Let's take our ARS and ask the next question. Which of the following nutrition practices has the biggest triglyceride-lowering effect? Is it (1) 1% energy replacement with monounsaturated fatty acid (MUFA), polyunsaturated fatty acid (PUFA) for carbs; (2) 1% energy replacement with MUFA, PUFA for trans fatty acid; (3) the addition of marine-derived omega-3 PUFA; (4) weight loss; or (5) implementing a Mediterranean-style diet vs a low-fat diet. Go right ahead.
This again is from the AHA statement, an approximate 5%-10% reduction of body weight lowers triglyceride level upward of about 20%; implementing a Mediterranean-style diet v low fat is about 10%-15% reduction; and a marine-derived PUFA, now the trick here is per gram, is 5%-10%. If I had said 4 g, then we would have been up there for sure, but it's per gram. A decrease in carbs 1% replacement is 1%-2% TG lowering, and then eliminating trans fatty acids, so you take them all in total and you can get a really nice reduction in TG, just by using these measures.

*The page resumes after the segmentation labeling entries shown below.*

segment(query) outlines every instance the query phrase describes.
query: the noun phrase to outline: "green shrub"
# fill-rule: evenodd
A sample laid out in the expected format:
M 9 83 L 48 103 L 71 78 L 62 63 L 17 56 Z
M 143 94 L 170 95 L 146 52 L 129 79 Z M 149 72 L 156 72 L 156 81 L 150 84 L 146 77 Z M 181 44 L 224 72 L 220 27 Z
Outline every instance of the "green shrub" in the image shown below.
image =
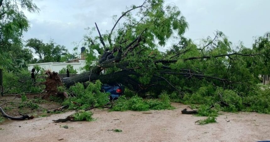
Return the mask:
M 91 121 L 94 120 L 92 117 L 93 114 L 91 112 L 81 111 L 75 113 L 73 116 L 75 121 Z
M 205 119 L 200 120 L 197 121 L 196 122 L 198 123 L 199 125 L 204 125 L 209 123 L 216 122 L 216 119 L 215 117 L 209 116 Z
M 169 97 L 165 93 L 159 96 L 159 100 L 150 99 L 144 100 L 138 96 L 129 99 L 125 96 L 120 97 L 112 108 L 113 111 L 146 111 L 149 109 L 172 109 L 174 107 L 170 105 Z
M 4 117 L 0 116 L 0 123 L 2 123 L 5 121 L 5 118 Z
M 96 107 L 105 105 L 109 102 L 109 94 L 100 91 L 102 84 L 99 80 L 95 83 L 86 82 L 85 89 L 84 85 L 76 83 L 71 86 L 68 91 L 75 96 L 66 99 L 63 105 L 69 106 L 70 109 L 85 109 L 92 105 Z

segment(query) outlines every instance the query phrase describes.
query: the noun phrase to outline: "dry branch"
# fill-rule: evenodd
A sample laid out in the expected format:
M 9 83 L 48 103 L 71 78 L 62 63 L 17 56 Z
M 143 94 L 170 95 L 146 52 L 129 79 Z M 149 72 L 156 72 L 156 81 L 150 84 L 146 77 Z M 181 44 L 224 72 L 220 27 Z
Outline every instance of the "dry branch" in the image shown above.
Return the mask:
M 3 109 L 2 108 L 1 106 L 0 106 L 0 112 L 1 112 L 1 113 L 2 113 L 2 114 L 3 115 L 3 116 L 4 117 L 8 118 L 9 118 L 12 120 L 25 120 L 25 119 L 32 119 L 34 117 L 35 117 L 33 116 L 29 116 L 28 115 L 24 115 L 20 113 L 19 113 L 19 114 L 22 116 L 19 117 L 13 117 L 12 116 L 9 116 L 4 111 L 4 110 L 3 110 Z
M 186 108 L 185 108 L 183 110 L 182 110 L 181 111 L 181 113 L 183 114 L 195 114 L 198 113 L 198 112 L 197 110 L 192 110 L 192 111 L 187 111 L 186 110 L 187 109 Z

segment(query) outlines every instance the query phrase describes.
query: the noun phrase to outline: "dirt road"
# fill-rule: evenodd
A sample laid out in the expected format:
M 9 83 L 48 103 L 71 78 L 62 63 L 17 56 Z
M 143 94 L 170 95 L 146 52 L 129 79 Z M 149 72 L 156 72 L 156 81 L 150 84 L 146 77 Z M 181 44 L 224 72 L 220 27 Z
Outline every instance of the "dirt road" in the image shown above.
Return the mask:
M 186 106 L 174 103 L 172 110 L 108 112 L 92 111 L 93 122 L 52 121 L 73 113 L 0 124 L 0 141 L 256 141 L 270 140 L 270 115 L 224 112 L 218 123 L 195 122 L 203 117 L 182 114 Z M 145 113 L 147 112 L 147 113 Z M 229 122 L 228 122 L 230 121 Z M 61 127 L 67 125 L 68 128 Z M 108 131 L 121 129 L 122 132 Z

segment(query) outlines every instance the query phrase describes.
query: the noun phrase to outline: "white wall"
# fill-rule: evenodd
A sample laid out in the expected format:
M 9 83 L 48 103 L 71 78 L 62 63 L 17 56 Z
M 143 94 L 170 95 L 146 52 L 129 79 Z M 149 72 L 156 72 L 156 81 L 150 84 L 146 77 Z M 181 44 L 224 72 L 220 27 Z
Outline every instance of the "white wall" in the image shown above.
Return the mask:
M 41 68 L 44 68 L 45 70 L 49 69 L 52 71 L 59 72 L 59 71 L 62 69 L 63 68 L 67 68 L 67 65 L 70 65 L 73 66 L 73 68 L 76 69 L 78 73 L 77 74 L 80 74 L 81 71 L 80 68 L 83 67 L 85 65 L 85 61 L 84 60 L 79 60 L 79 63 L 39 63 L 28 65 L 28 70 L 31 71 L 34 66 L 38 65 Z

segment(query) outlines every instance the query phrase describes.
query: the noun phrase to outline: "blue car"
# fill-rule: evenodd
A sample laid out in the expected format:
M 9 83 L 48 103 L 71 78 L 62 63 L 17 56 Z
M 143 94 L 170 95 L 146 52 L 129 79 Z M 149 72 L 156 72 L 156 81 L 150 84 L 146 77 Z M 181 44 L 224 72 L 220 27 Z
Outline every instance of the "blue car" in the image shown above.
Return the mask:
M 110 85 L 103 84 L 101 87 L 101 90 L 104 92 L 109 93 L 110 95 L 108 98 L 110 101 L 114 101 L 123 95 L 125 90 L 125 86 L 122 84 L 119 83 Z

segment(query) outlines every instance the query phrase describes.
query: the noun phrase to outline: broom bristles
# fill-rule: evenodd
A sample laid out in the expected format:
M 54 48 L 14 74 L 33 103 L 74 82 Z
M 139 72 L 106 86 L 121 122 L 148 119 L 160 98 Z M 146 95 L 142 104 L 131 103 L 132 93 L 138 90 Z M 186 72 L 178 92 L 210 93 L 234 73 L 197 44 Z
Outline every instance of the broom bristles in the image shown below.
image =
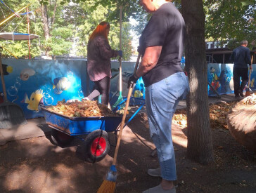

Now, a number of studies have earned this, although there has not to date been a specifically designated trial just taking hypertriglyceridemic individuals, and especially those with cardiovascular disease and then randomizing them to standard of care, plus or minus omega-3 for example, vs just the standard of care alone on event rates or for that matter any triglyceride-lowering therapy. There are fibrates, so you do have fibrate-based studies but the patients were not all hypertriglyceridemic to begin with. You had to extrapolate whether you're looking at some prespecified endpoints as in ACCORD or if you've taken some post hoc analyses. The bottom line is that patients who have elevated triglyceride levels and low HDL-C do tend to benefit from use of these therapies, and JELIS indicated a really nice effect in the primary endpoint and the lipid subgroup also had a 50% reduction in TG.
In summary, epidemiologic studies support high triglyceride levels as an important biomarker of cardiovascular risk; high triglyceride levels are quite prevalent in the United States, whether you use the cutoff point of 150 or 200 mg/dL residual; cardiovascular risk is high despite certain therapy. We have intensive lifestyle therapy, it can significantly rescue TG levels, and we still need that missing link to achieve TG lowering in hypertriglyceridemic patients who remain at risk. Will you benefit clinically? Thank you very much.